The scene described is all a big exaggeration, for example the operation “never took very long” and “the spoons being as large as the bowls”. Dickens's aim is to criticise the living condition of the children who were exploited, using a metaphoric language. In addition pathos provides an identification with the pathetic subject, in this case children. This is a consequence of the moral puritan obligation as the need to help peolple in difficulty as the consequence of industrialization.
In the second part the narrator provides the idea of a ritual exaggerating the tones of the narration.
The situation can be read as the struggle for democracy: the children decide to take action against the master who behaves as a dictator, indeed he is dispotic. The narrator uses a lot of commas and full stops. The narrator wants to suggest that there is a higher sense of democracy in children instead than in adults.
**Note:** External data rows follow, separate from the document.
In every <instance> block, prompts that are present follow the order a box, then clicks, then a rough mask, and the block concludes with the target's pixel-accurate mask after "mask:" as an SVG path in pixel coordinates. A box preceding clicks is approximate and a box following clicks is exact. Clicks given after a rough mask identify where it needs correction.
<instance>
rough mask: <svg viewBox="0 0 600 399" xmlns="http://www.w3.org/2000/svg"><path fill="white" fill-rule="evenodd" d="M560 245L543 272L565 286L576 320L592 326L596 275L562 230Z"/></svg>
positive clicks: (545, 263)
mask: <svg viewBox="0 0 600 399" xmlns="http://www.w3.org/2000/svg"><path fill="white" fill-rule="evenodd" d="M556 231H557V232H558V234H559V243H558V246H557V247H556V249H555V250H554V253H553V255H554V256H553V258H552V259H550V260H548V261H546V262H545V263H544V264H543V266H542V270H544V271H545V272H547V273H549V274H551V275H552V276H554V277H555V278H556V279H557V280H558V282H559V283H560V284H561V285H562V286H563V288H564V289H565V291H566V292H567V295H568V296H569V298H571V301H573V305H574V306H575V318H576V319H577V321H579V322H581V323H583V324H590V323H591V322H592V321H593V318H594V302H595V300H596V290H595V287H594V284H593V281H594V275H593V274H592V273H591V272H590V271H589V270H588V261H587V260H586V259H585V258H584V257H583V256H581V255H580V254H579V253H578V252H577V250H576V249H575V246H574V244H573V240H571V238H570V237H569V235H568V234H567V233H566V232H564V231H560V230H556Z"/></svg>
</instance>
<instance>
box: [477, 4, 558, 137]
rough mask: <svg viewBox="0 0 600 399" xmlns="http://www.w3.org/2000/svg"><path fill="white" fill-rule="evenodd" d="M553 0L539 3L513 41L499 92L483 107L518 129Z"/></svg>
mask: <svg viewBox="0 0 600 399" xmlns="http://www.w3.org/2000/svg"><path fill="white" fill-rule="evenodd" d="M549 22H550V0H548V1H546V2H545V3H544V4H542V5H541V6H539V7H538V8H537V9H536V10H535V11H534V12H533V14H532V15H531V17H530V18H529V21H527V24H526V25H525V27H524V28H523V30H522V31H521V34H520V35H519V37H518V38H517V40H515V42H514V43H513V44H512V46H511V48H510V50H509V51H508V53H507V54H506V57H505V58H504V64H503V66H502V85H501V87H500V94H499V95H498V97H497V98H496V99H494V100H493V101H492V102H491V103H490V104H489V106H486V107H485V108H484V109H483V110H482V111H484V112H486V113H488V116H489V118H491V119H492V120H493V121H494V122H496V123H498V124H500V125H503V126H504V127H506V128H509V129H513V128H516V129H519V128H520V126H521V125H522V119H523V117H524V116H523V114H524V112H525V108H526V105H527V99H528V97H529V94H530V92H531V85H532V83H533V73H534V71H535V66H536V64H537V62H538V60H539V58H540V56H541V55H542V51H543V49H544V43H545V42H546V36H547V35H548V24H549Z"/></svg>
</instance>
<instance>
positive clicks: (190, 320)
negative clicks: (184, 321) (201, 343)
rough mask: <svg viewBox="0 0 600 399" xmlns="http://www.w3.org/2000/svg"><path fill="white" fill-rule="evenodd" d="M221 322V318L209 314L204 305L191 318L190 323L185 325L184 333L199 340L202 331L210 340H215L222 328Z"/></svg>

It is a contradiction the long pray they had to say before eating and the poor meal, it is interesting that children explotation was justified by religious reason. You can notice that religion becomes a pretext to cover the guilts. That shows the doubled face nature of the Victorian Age: the Victorian compromise.
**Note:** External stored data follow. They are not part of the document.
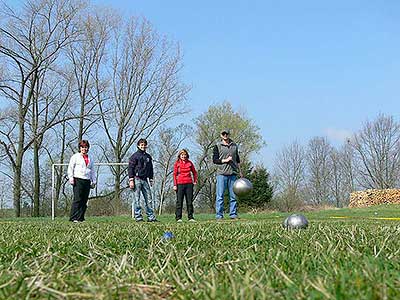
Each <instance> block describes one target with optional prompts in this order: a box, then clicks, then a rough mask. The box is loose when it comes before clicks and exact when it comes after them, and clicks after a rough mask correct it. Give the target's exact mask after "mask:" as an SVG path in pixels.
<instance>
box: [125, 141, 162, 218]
mask: <svg viewBox="0 0 400 300" xmlns="http://www.w3.org/2000/svg"><path fill="white" fill-rule="evenodd" d="M137 147H138V150H137V151H136V152H135V153H134V154H133V155H132V156H131V157H130V158H129V165H128V175H129V187H130V189H131V190H132V192H133V193H134V195H135V203H134V217H135V220H136V221H137V222H141V221H143V216H142V207H141V202H140V196H141V194H142V195H143V198H144V204H145V208H146V215H147V220H148V221H149V222H157V219H156V216H155V215H154V211H153V208H152V196H151V190H150V185H153V162H152V158H151V155H150V154H148V153H147V152H146V148H147V140H146V139H140V140H139V141H138V143H137Z"/></svg>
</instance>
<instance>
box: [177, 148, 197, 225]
mask: <svg viewBox="0 0 400 300" xmlns="http://www.w3.org/2000/svg"><path fill="white" fill-rule="evenodd" d="M192 175H193V178H192ZM194 184H197V171H196V169H195V167H194V165H193V163H192V162H191V161H190V160H189V152H188V151H187V150H186V149H182V150H181V151H179V153H178V159H177V161H176V162H175V164H174V191H176V212H175V216H176V221H177V222H182V206H183V197H185V198H186V205H187V212H188V219H189V221H190V222H195V220H194V218H193V185H194Z"/></svg>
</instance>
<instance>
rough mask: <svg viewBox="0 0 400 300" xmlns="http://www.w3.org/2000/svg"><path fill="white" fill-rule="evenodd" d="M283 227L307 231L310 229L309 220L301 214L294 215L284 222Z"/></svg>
mask: <svg viewBox="0 0 400 300" xmlns="http://www.w3.org/2000/svg"><path fill="white" fill-rule="evenodd" d="M282 226H283V228H285V229H305V228H307V227H308V221H307V218H306V217H305V216H303V215H301V214H293V215H290V216H289V217H287V218H286V219H285V221H283V224H282Z"/></svg>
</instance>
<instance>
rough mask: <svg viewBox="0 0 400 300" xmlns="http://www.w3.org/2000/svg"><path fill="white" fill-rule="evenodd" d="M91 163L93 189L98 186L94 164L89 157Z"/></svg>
mask: <svg viewBox="0 0 400 300" xmlns="http://www.w3.org/2000/svg"><path fill="white" fill-rule="evenodd" d="M89 159H90V162H89V167H90V183H91V186H92V188H94V187H95V185H96V170H95V168H94V162H93V161H92V159H91V158H90V157H89Z"/></svg>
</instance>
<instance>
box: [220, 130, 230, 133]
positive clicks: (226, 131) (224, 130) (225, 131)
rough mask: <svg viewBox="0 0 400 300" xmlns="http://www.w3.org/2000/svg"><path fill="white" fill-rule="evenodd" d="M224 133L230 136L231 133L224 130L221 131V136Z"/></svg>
mask: <svg viewBox="0 0 400 300" xmlns="http://www.w3.org/2000/svg"><path fill="white" fill-rule="evenodd" d="M223 133H227V134H230V131H229V129H222V130H221V134H223Z"/></svg>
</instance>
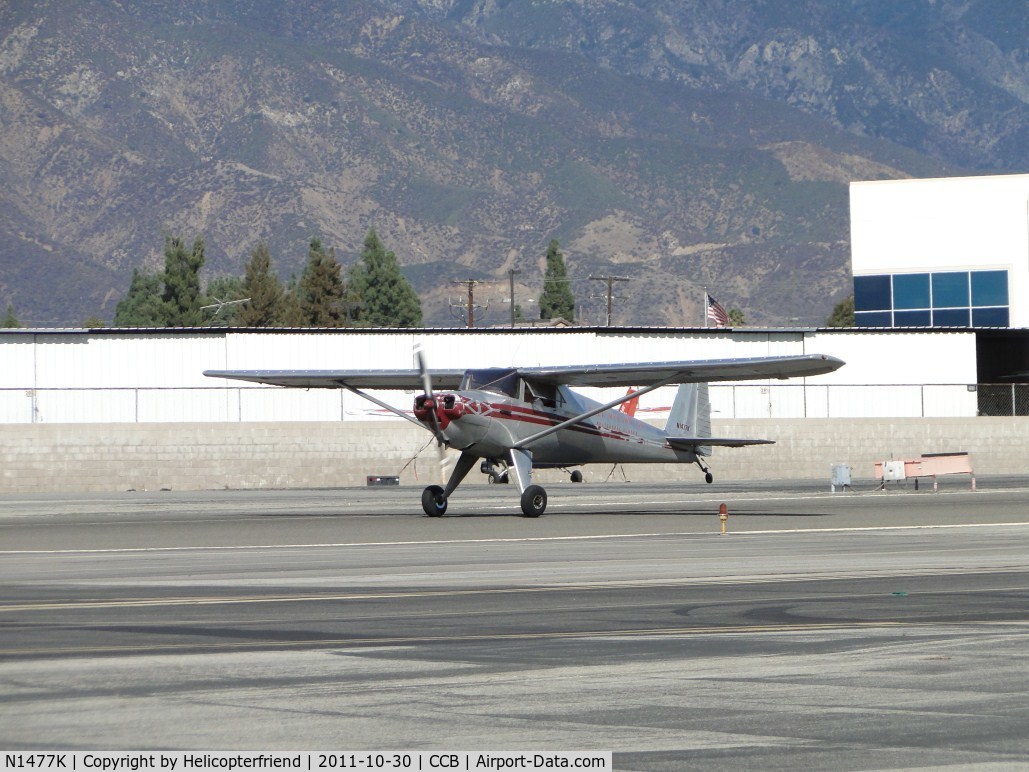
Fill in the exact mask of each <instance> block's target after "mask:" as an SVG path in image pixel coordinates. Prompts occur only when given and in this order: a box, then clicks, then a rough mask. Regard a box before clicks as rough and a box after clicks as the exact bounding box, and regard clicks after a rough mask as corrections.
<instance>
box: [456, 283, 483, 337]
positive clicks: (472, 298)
mask: <svg viewBox="0 0 1029 772" xmlns="http://www.w3.org/2000/svg"><path fill="white" fill-rule="evenodd" d="M451 283H452V284H467V285H468V303H467V306H465V304H463V303H451V308H452V309H453V308H467V310H468V327H474V326H475V289H474V287H475V285H476V284H481V283H482V282H480V281H478V280H477V279H461V280H459V281H453V282H451ZM489 308H490V304H489V303H488V302H487V304H486V307H485V308H484V309H483V310H484V311H486V310H487V309H489Z"/></svg>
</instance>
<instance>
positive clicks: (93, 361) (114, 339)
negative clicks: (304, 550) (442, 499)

Oliver represents a symbol: the change. Indeed he wants to turn upside down the tradition in workhouses. He is taller than the other boys: he is energetic and brave.
The expression “Please, sir, I want some” is the emblem of the whole extract, indeed he seems to be the rapresentation of small children. It can been considered as the miniature of contemporary society, where the struggle for democracy brings a delegate to fight for others.